Often Professionals in Human Resources are very clever and create tricky situations to make candidates show the best or worst of them, so you have to be prepared for stressful situations.

Always remember that you are the owner of your body, and therefore the one with the power to control it and thrive in life.


What happens when a person is unexperienced, nervous and doesn’t have much self-confidence?

Succeed or Fail Signals in a job interview
Succeed or Fail Signals in a job interview

Most of the people have trouble communicating in formal situations where their personalities and abilities are what will be getting them their future jobs.
Frequently what gives them away is not the vocabulary used, but their body language.

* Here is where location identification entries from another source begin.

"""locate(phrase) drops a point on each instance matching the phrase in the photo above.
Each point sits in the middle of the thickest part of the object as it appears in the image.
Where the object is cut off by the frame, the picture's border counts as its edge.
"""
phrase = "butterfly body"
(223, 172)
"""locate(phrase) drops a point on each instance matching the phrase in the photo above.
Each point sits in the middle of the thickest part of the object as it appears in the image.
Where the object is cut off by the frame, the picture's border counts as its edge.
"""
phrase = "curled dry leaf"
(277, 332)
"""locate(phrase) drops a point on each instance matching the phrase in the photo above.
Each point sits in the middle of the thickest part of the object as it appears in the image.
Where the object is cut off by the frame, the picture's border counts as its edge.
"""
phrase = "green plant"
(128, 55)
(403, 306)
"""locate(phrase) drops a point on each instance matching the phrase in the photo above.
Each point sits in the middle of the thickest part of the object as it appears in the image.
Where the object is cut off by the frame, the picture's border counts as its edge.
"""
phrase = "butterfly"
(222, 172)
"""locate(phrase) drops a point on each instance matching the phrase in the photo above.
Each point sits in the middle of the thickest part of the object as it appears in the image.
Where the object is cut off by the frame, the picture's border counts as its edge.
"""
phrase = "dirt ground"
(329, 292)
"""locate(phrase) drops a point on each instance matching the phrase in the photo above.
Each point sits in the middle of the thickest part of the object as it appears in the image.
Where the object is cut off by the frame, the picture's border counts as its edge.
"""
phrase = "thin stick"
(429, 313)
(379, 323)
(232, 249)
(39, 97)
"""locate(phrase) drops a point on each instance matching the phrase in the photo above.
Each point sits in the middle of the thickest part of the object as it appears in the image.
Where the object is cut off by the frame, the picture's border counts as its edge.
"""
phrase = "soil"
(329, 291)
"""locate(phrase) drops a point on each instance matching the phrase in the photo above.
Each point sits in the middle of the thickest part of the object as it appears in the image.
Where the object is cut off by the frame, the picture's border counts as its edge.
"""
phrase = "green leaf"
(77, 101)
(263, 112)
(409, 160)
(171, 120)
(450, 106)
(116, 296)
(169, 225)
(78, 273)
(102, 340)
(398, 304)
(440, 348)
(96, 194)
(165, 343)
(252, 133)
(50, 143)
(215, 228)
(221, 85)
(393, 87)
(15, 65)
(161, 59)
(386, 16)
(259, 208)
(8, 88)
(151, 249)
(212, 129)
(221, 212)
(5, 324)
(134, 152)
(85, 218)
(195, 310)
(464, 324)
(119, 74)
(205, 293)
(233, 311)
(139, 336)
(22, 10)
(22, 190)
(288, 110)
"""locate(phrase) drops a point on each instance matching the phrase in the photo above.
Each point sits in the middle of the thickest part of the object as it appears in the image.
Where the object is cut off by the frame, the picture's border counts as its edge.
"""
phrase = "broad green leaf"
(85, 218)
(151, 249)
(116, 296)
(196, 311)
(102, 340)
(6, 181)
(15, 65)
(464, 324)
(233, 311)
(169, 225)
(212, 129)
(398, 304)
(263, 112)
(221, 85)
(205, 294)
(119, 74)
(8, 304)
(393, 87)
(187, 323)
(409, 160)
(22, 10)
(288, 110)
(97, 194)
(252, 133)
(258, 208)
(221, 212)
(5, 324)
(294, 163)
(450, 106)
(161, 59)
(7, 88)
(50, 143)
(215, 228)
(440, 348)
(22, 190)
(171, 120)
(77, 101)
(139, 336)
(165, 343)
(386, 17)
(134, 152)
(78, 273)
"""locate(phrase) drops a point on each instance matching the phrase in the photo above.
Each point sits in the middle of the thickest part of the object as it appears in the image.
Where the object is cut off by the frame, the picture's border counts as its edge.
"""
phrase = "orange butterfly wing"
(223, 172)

Many start wrong in the very beginning. How? Well, they stand up with their heads looking towards the floor and walk dragging their feet. This is just telling them that they aren’t self-assured and that maybe they are tired or not motivated enough. So if this is your case, stand up looking forward and set your eyes straight into the interviewer’s and keep them there all of the time when talking to them.
A very relevant part of the interview is when you shake hands, it’s the one time when you’ll have physical contact with the interviewer, make sure you are making eye contact and then grab their hand gently and firmly for about 4-5 seconds or as long as it takes you both to introduce yourself. For a PHR this is one of the most important parts of the interview, so be really careful with it. This can be hard if you don’t have much confidence or the interviewer looks mean or scary, but it will tell a lot about you; you can practice this stage with a friend, parent or even a teacher if you’re studying. Ask them to act as if they were an interviewer and you the applicant, tell them to ask you questions and answer back always looking straight into their eyes, but don’t do it a couple of times, do it until you feel tired of practicing, until you’ve handled it so well you actually feel like you can pull off any interview successfully.

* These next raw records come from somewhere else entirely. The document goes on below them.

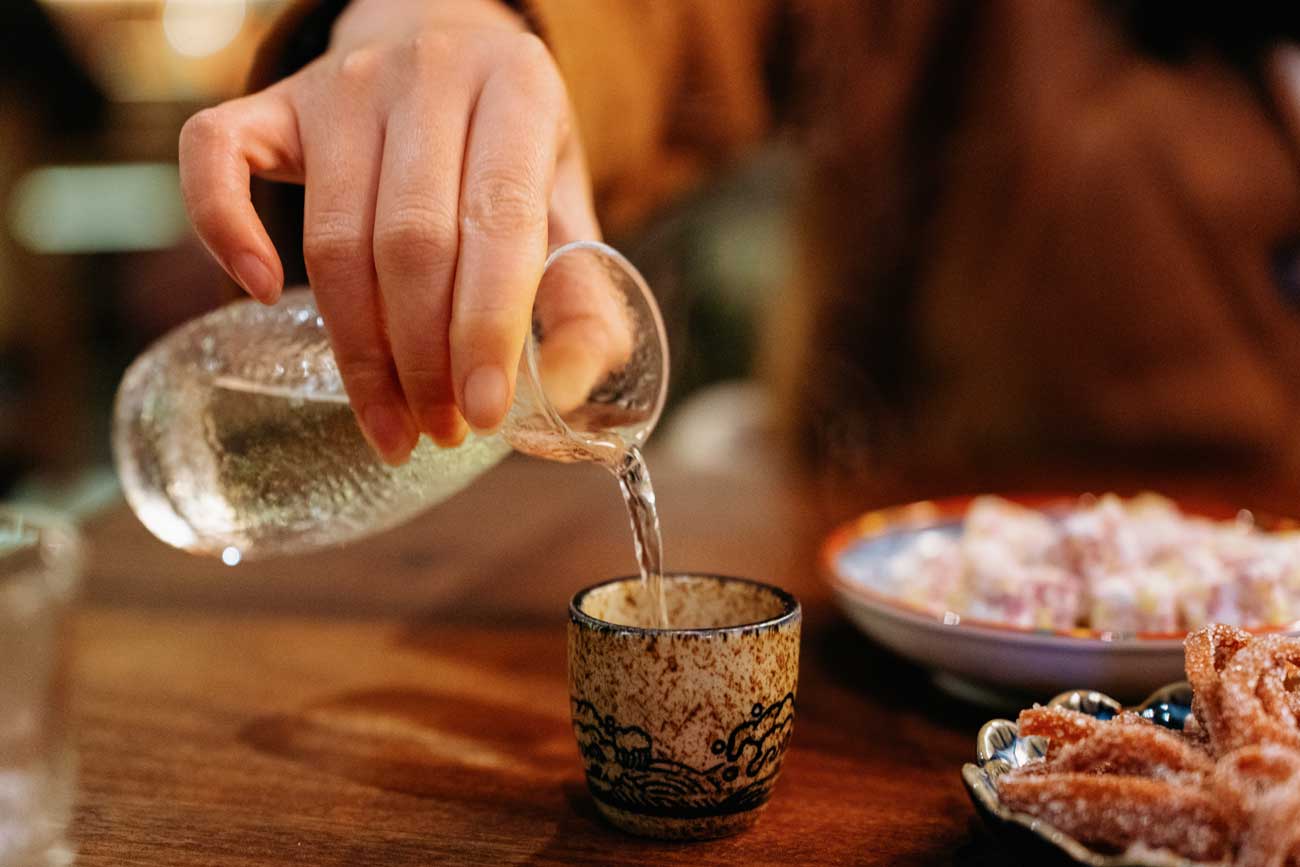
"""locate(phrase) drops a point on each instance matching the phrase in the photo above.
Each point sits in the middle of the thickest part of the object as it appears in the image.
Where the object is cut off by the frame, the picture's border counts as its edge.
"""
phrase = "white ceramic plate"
(984, 660)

Succeed or Fail: Signals in a job interview It’s true that is important to be self-assured and determined in a job interview, but … doesn’t assure a job position

After this will come the actual interview so be very careful how you move your body.
When the interviewer is talking to you don’t look down, this suggests that you’re not interested at all of what they are saying, keep your head directed in the interviewer’s and nod whenever you feel like they’ve said something important or that you agree.
Keep your hands open, don’t play with your fingers or legs, and don’t balance on your chair, if you do this you’ll show that you’re calm and that you’re focusing.

It’s really important that when the interviewer asks deep questions you keep eye contact, avoid excessive blinking or looking sideways, this is really important because eyes often show how honest a person is, and you don’t want the interviewer thinking you’re lying or thinking things too much. If the question is too tricky or you get too nervous, don’t chew your nails or play with your hair, this indicates that there’s anxiety in the applicant, and you might become more stressed.

If you’re in a focus group, keep your concentration on the person you’re talking to and make eye contact with the other candidates every once in a while.

These are things that can be hard to achieve fast. So practice all you can, in your room, taping yourself, checking where you fail and making things right. Trust yourself and believe that you can do whatever you need.

Don’t ever think that you’re not good enough to give an interview. An interviewer is looking for special features in a person, something that makes the difference. It’s true that is important to be self-assured and determined in a job interview, but talking too much or having too much confidence doesn’t assure a job position for anyone.
If you have the abilities needed for the job, you never have to feel less worthy than the other applicants.
You can overcome confidence issues, the fear can be left behind, and you as a person and worker must know that you’re unique and valuable and therefore a job interview is just another step to be given.
Stay positive, if you don’t get the job, keep going forward and learn from your experiences, everything can be used to gain strength and become better in whatever it is that you’re failing.